L'origine de la lumière
de Arnaldo Calveyra (Auteur)
Broché: 153 pages
Editeur : Actes Sud (10 août 1993)
Collection : Lettres latino-américaines
Onze contes poétiques qui participent de la vision enfantine avec les sensations et les angoisses qui hésitent entre le rêve et le réel.
Extrait de L’origine de la lumière:
Arnaldo CALVEYRA L'origine de la lumière
Dans l’année, il y avait un jour — c’était une date mobile qui s’amusait à se déplacer d’une semaine ou deux — un jour que l’on appelait le jour de l’ouragan ; et c’est en pleine connaissance de cause qu’on le nommait ainsi car il faisait partie de l’héritage laissé à la mort de quelqu’un au même titre que les casseroles, les bouilloires, les chaises ou les chiens de la maison. Certains allaient même jusqu’à évoquer des événements personnels, deuils, mariages, paiement d’une dette, perte d’un troupeau de chevaux, etc., en le prenant comme point de repère chronologique. Du coup, le jour de l’ouragan rivalisait avec l’avènement du Christ.

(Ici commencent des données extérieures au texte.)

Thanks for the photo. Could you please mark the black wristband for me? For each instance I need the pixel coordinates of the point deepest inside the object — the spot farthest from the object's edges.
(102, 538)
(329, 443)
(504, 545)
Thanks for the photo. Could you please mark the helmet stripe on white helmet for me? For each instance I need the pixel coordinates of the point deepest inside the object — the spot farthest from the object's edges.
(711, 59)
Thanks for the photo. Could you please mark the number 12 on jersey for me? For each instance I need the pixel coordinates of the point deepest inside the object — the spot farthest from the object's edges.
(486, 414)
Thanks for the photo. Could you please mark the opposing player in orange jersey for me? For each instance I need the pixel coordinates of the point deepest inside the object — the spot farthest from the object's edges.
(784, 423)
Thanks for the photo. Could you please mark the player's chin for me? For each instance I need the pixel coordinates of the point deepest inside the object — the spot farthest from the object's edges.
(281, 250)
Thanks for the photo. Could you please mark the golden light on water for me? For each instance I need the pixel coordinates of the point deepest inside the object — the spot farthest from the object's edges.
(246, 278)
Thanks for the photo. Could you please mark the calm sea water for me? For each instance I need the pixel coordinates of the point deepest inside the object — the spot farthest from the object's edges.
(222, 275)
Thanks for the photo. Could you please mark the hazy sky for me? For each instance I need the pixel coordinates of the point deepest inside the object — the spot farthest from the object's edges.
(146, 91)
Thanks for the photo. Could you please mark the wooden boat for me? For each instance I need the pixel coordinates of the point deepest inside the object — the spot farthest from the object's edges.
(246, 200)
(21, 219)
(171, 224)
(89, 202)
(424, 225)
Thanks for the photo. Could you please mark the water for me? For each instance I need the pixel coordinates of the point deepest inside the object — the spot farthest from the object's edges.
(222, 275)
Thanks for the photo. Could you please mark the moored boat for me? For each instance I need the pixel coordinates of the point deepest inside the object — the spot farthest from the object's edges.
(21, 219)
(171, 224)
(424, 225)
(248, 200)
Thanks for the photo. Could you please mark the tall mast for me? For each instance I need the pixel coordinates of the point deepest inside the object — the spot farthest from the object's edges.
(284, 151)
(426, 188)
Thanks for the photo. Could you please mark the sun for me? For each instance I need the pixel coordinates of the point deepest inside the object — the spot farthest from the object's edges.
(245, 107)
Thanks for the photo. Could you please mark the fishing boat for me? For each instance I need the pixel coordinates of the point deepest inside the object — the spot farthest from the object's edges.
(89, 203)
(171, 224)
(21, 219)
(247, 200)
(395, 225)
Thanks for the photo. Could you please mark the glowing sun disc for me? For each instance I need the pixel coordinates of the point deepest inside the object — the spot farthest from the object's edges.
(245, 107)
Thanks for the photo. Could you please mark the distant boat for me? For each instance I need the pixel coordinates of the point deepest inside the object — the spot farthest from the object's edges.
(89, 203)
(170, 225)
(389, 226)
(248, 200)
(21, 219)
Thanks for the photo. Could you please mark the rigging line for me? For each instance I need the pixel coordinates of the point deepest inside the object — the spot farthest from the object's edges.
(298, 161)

Il pouvait, je l’ai dit, être en retard ou en avance mais, comme un cheval encore sauvage que l’on oblige à se mettre en piste avant le début de la course, nous le savions à l’affût dès qu’approchaient les fêtes de fin d’année, et s’emplissant peu à peu de la terrible force qu’il déchaînerait en son temps. Son travail sournois, nous le sentions dans nos corps déliquescents qui, avant d’entreprendre la moindre tâche, cherchaient à s’affaler sur le premier siège venu.
Certains oiseaux, ces jours-là, alertés par l’imminence d’on ne sait quel événement extraordinaire, cessaient de fréquenter le ciel de la maison et s’en allaient chercher refuge en des lieux ignorés de nous. Pourtant, fait qui jamais ne se répéta, à la veille d’une de ces tempêtes apparut un pigeon voyageur. Epuisé, petit astre blanc tout fiévreux, il vint se poser dans un des patios. Les premiers secours ne tardèrent pas à s’organiser. Il avait une bague à la patte, qui cachait probablement un message. Nous lui donnâmes à boire et laissâmes quelques graines à sa portée. Nous nous disions que le tremblement de ses ailes, cette fièvre l’achèveraient, et nous l’installâmes dans un endroit frais, hors d’atteinte de la curiosité des chiens. Trois ou quatre jours passèrent. Environné par une fraîcheur de ruisseau, le pigeon survécut. Il recommença à s’alimenter et le lendemain de l’ouragan réussit à reprendre son vol.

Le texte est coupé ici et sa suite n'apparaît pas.